Section 9. Returns and Statements. It shall be the duty of each officer of this Association to make and file any and all returns, reports, lists or statements required by law to be made and filed by him/her, and to make full reports to the Board of Directors respecting the affairs of the Association in his charge whenever he/she may be requested to do so.

Section 10. Compensation. The officers of the Association shall not receive a salary for their services in such office, but they may be reimbursed for expenses incurred in carrying out their duties hereunder.

ARTICLE VII - MISCELLANEOUS

Section 1. Contracts, etc. The Board of Directors may authorize any officer or officers, agent or agents, employee or employees to enter into any contract or other instrument on behalf of this Association and such authority may be general or confined to specific instances. Except as herein provided or as authorized by the Board of Directors, no officer, agent or employee, other than the President and Treasurer shall have any power or authority to bind this Association by any contract or engagement, or to pledge its credit or to render it liable, for any purpose or for any amount.

Section 2. Deposits, Checks and Drafts. All checks and drafts of funds of this Association shall be deposited from time to time to the credit of this Association in such banks, or trust companies, or to other depositories, as the Board of Directors may from time to time designate.
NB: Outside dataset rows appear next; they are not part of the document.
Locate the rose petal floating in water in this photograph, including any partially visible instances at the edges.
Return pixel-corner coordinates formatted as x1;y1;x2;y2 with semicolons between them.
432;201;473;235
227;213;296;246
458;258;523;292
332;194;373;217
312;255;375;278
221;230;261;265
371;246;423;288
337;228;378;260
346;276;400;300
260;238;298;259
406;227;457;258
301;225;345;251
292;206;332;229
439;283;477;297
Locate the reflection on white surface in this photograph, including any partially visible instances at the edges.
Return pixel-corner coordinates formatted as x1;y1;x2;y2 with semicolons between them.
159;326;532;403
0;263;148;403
All checks shall be drawn out of the regular checkbooks of this Association and upon the stub of each such check, the purpose and amount for which the same is drawn shall be specified. All checks, notes, drafts, bills of exchange, acceptances or other orders for the payment of money or other evidences of the indebtedness of this Association shall be signed as shall from time to time be designated by resolution of the Board of Directors.

Section 3. Indemnity. Any person made a party to any action, suit or proceeding by reason of the fact that he/she, his/her testator/testatrix or his/her interests, is or was a Director, officer or employee of the Association or of any corporation which he/she served as such at the request of the Association shall be indemnified by the Association against the reasonable expenses, including attorneys’ fees, actually and necessarily incurred by him/her in connection with the defense of such action, suit or proceeding, or in connection with any appeal therein, except in relation to matters as to which it shall be adjudged in such action, suit or proceeding that such officer, Director or employee is liable for negligence or misconduct in the performance of his duties. The Association may also reimburse to any Director, officer or employee the reasonable cost of settlement, fine or judgment of any such action, suit or proceeding if it be found by a majority of Directors to be to the best interests of the Association that such settlement be made and that such officer, Director or employee was not guilty of negligence or misconduct.
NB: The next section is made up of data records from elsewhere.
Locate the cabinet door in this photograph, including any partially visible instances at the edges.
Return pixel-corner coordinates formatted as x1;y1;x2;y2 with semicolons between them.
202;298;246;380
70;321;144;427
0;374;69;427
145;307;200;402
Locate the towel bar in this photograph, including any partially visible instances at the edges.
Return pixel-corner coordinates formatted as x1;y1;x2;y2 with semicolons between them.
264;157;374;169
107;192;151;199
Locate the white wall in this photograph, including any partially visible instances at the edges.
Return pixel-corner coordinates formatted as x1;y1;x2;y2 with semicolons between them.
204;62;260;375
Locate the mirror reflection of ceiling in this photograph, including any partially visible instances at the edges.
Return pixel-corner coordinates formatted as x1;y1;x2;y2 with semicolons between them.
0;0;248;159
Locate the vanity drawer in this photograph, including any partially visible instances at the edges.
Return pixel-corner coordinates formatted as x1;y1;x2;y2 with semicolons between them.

The foregoing right of indemnification shall not be deemed exclusive of any other rights to which any officer or Director or employee may be entitled apart from the provisions of this Section.

The amount of indemnity to which any officer or Director may be entitled shall be fixed by the Board of Directors.

ARTICLE VIII - AMENDMENT OF BYLAWS

Section 1. Alterations, Amendments or Repeals. The Board of Directors shall have power to make, amend, or repeal the Bylaws of the Association, by vote of a majority of all the Directors at the annual January meeting or at an emergency session called by 75% vote of the Board of Directors. Amendments to the Bylaws shall be submitted in writing to the Board for review at the previous regular meeting. An amendment will be passed by a two thirds vote.

ARTICLE IX - FISCAL YEAR AND AUDITS

Section 1. Fiscal Year. The Fiscal Year of the Association shall begin January 1, and end on December 31st.

Section 2. Audits. The books and records of the Association may be audited annually by a certified public accountant selected by the Board of Directors if the Board so elects.